La guerrera se levanta dolorida
Sabe que otra vez la han invocado
Pero no quiere ir, reniega su destino
Su cuerpo aún no ha despertado.
Ocho primaveras han pasado
De descanso y festines entre amigos
En su tierra fértil se ha divertido
Y ha pecado en su placer del buen olvido.
¡Condena de destino de guerrera!
¡Dolor de no ser otro ser con otra alma!
¿Cómo puedes engañarte así, valiente Guerrera?
¿Realmente creíste que te liberarían de tu destino?

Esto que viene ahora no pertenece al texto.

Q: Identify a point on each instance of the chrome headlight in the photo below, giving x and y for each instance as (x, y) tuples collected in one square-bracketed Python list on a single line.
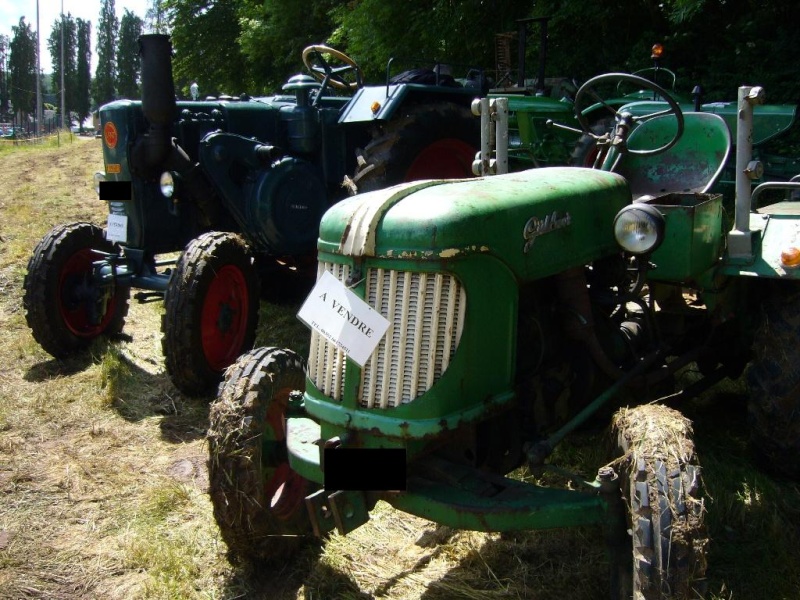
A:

Y hoy han desaparecido sus amigos
Su descanso, su paz, su tierra fértil
Por más fuerzas que sus brazos deseen
Aprisionar otra vez la primavera
Todo se ha ido.
Sóla rendida en suelo gris
Sus armas desparramadas, sucias, olvidadas
Pena, se arrastra, sufre
Pide perdón, se emborracha y sangra.
¡Vuelve a la lucha o muere, guerrera!
Le gritan los seres de la noche.
¡Deja de penar lágrimas en vano!
Enojada, debió hacerse presente la Maestra,
En la oscuridad de la noche,
Entre sueños desde el cielo, a recordarle:
Hace varios días te esperan,
¿Que haces allí tirada, penando tu destino?
Lava tu espada en el lago
Baña tu piel y tus harapos
Descansa hoy, tu última noche
Y levántante mañana.
No puedo, le responde
Mi cuerpo no tiene fuerzas
Mi espada es muy pesada, no puedo sostenerla
¡Ayuda, Maestra!
¡Libérame de ésta condena!
Sabes bien que yo no puedo
Enfrenta tus obligaciones
Tu eres un Avatar.
El maestro preparó hierbas y una hoguera
Calentó un te sagrado
Y sin más palabras se marchó
Dejando a la Guerrera enfrentar su soledad.